We celebrated. We celebrated every day (and stayed awake every night…). We celebrated on our own, as our little family of four, and we celebrated with Bethie’s cousins, aunts and uncles, and grandparents. We celebrated with her hospice team and all of our friends. We celebrated with loved ones and strangers, near and far, who had spent time praying for and loving her with us. My sisters and close friends brought us treats each week for her birthdays and we sang to her. We went to the park – timidly at first and then with more ease, filled with joy as we lived “normal” days with both of our babies. We played outside on our porch and in our condo’s little backyard, splashing in the water table and lounging on our blanket. We lived each miracle day loving her here with us.
And we tried every day not to focus on the fact that it likely was her last; mostly we succeeded. Some days were more trying than others, like when we called hospice in thinking her heart had reached its limit because she seemed to be in intense pain and could not stop crying. We were greeted by such compassion from our nurses, and then told ever so gently, that, “it actually sounds like she has…reflux.” We laugh about this now – our girl always keeping us on our toes – and likely at the time we cried tears of joy.
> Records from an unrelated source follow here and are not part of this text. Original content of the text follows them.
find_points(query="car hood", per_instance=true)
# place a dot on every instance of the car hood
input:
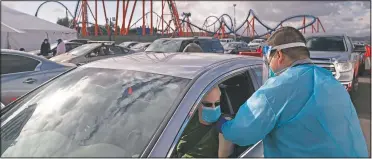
(34, 52)
(62, 58)
(253, 44)
(329, 55)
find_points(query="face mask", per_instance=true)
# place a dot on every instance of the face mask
(271, 73)
(211, 115)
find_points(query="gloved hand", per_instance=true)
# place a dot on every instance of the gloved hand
(220, 122)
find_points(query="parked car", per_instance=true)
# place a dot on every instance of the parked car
(235, 47)
(225, 41)
(82, 41)
(100, 42)
(255, 43)
(21, 72)
(91, 52)
(208, 44)
(130, 106)
(140, 47)
(336, 53)
(53, 47)
(129, 44)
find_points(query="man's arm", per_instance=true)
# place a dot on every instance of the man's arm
(225, 147)
(254, 120)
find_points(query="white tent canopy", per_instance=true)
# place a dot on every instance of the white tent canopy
(21, 30)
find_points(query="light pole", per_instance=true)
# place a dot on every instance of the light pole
(234, 23)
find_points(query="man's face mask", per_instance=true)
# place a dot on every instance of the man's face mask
(210, 114)
(268, 50)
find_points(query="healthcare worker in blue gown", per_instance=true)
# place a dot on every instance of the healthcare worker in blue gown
(300, 111)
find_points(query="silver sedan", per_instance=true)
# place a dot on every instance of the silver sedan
(22, 72)
(91, 52)
(130, 106)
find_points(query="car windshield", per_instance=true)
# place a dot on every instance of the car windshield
(139, 46)
(54, 45)
(165, 45)
(81, 50)
(334, 43)
(257, 41)
(90, 112)
(359, 48)
(126, 44)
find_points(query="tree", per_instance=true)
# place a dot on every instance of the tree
(64, 22)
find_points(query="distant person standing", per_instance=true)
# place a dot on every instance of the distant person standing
(61, 47)
(45, 48)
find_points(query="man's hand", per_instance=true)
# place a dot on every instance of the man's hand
(219, 123)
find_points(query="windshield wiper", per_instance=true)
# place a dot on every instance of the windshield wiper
(156, 51)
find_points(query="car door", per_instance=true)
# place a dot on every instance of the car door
(119, 51)
(19, 75)
(254, 150)
(216, 46)
(355, 56)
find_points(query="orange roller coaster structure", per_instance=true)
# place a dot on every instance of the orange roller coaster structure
(176, 26)
(83, 6)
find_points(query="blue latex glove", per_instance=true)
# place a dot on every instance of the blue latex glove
(220, 122)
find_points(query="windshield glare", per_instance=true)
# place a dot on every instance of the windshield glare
(139, 46)
(81, 50)
(165, 45)
(257, 41)
(232, 45)
(335, 43)
(90, 112)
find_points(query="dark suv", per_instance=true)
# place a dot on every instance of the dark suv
(164, 45)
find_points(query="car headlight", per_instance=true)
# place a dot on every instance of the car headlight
(344, 66)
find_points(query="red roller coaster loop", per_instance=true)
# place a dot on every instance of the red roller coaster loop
(220, 28)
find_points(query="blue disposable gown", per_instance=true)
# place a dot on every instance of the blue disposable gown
(303, 112)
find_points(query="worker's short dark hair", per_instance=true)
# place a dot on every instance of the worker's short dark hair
(287, 35)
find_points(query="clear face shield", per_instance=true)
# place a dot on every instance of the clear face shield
(268, 51)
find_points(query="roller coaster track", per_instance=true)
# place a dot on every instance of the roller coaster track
(218, 20)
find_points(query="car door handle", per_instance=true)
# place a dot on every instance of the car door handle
(29, 81)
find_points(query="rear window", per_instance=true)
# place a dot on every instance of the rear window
(165, 45)
(359, 48)
(81, 50)
(334, 43)
(90, 112)
(211, 45)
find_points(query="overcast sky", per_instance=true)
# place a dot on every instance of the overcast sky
(351, 17)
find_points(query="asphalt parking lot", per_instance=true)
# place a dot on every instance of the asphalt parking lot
(362, 103)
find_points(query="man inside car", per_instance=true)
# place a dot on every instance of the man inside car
(200, 138)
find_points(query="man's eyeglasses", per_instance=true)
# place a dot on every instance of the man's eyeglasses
(208, 104)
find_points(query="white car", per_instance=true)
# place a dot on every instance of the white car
(255, 43)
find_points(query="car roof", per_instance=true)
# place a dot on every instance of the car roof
(190, 38)
(21, 53)
(324, 34)
(185, 65)
(72, 43)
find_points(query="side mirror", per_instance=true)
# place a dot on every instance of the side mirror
(92, 54)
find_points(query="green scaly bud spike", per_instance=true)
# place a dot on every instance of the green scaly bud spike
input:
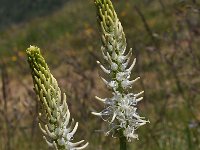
(58, 132)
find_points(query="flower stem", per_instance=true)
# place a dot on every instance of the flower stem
(122, 140)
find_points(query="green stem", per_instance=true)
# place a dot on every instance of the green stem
(122, 140)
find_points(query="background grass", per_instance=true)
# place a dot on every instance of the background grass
(165, 36)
Eight weeks passed like this, and then it was time for our family to move. We left family and friends behind to start a new adventure that was planned in part because we thought after losing her we might want a change. We thought it might be good for us. We had planned our move knowing with as much certainty as we could that we would be leaving as a family of three on earth and one in heaven. We do not know everything. We will never know everything. And we moved as a family of four on earth.